Die Verehrung des wahren Gottes vermischt mit falschen Bräuchen


• Der moderne Ausdruck, falsche heidnische Bräuche mit der Verehrung des wahren Gottes zu vermischen,

wird Synkretismus genannt.

• Derjenige, der so etwas in Alt Israel tat, wurde hingerichtet (Lev. (3. Mose) 18:21,19)!

• Dies wurde sehr ernst genommen!
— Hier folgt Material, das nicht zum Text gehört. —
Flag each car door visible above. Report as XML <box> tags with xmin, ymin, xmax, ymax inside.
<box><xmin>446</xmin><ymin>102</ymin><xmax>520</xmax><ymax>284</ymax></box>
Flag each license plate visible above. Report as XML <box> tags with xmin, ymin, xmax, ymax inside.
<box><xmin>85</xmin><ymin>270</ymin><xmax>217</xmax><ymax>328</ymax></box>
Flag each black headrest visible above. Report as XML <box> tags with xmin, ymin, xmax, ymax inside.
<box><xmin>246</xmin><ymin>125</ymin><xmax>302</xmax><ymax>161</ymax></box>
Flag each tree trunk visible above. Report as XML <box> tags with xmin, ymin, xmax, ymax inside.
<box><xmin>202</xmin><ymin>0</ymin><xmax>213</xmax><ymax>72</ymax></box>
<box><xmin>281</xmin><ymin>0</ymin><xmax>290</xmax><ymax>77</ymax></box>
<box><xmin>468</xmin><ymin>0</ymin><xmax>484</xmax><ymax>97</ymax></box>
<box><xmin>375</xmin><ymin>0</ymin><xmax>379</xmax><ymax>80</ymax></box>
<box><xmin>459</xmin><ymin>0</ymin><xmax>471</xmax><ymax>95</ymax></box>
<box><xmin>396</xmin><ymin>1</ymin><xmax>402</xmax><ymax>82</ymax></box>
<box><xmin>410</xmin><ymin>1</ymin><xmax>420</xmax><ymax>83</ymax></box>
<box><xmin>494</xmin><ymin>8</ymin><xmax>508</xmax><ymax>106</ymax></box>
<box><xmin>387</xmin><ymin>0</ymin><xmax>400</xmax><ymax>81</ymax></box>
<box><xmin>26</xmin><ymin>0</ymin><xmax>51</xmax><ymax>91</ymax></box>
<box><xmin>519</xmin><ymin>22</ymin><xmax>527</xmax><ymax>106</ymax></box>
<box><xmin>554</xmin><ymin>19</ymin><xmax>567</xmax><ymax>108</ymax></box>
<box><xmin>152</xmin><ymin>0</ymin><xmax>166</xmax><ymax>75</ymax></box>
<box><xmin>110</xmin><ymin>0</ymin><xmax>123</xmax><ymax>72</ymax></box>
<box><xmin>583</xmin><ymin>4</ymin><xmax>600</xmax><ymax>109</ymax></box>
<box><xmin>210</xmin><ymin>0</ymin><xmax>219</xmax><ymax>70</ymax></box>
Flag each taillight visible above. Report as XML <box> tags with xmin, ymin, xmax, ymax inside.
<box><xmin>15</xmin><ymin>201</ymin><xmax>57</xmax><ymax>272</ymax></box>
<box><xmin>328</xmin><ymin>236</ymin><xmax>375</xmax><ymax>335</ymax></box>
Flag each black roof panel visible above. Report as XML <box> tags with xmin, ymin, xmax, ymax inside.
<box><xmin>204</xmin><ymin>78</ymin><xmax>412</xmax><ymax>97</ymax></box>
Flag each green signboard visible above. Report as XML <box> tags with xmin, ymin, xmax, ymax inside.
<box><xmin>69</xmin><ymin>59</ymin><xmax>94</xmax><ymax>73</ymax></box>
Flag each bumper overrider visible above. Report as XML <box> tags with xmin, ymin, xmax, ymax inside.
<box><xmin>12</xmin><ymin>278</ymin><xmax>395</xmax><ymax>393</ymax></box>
Diejenigen, die Daten und Gesetze Ändern

• Der Prophet Daniel (7:8) spricht von einem "kleinen Horn," welches große Worte (7:25) gegen den Höchsten spricht,

und denkt Festtage und Gesetze zu ändern."

• Dieses kleine Horn ist eine große Autorität, welches wagt,

seine eigenen Ansichten von Daten und Festlichkeiten über die wahren Feste Gottes

und Seinen eindeutigen Anweisungen, zu legen, und diese einer ahnungslosen Welt zu geben.

Qelle:http://www.thercg.org/de/broschuren/ttooc-de.html 


Wie könnten wir Christen am Besten damit umgehen?


• Anstatt zu versuchen, Christus in das Weihnachtsfest einzubringen, sollten wir anerkennen, dass er dort niemals war!

• Weihnachten war nie christlich! Wahre Christen werden dieses Fest den Heiden zurückgeben, denen es seit je her gehörte!

• Statt von der Welt um uns herum Bräuche auszuleihen, sollten wir unsere christlichen Bräuche

und Praktiken direkt aus der Bibel entnehmen. (z.B. Abendmahl, Fußwaschung)

• Dann werden wir unseren Schöpfer im Geist und in der Wahrheit anbeten, wie er es uns gelehrt hat.

Johannes 4, 24:

Gott ist Geist, und die ihn anbeten, müssen ihn im Geist und in der Wahrheit anbeten.

 

WIE  UND OB MAN WEIHNACHTEN FEIERT IST NATÜRLICH JEDEM SELBST ÜBERLASSEN.

ICH DACHTE VIEL ÜBER DIESES THEMA NACH UND LIESS MICH BEI MEINEN NACHFORSCHUNGEN IM GEBET VOM HEILIGEN GEIST FÜHREN.

DANN KAM ICH ZU DEM SCHLUSS,

DASS NACH ALLEM WAS JESUS FÜR DIESE WELT UND MICH PERSÖNLICH GETAN HAT, KANN ICH 365 TAGE IM JAHR WEIHNACHTEN FEIERN.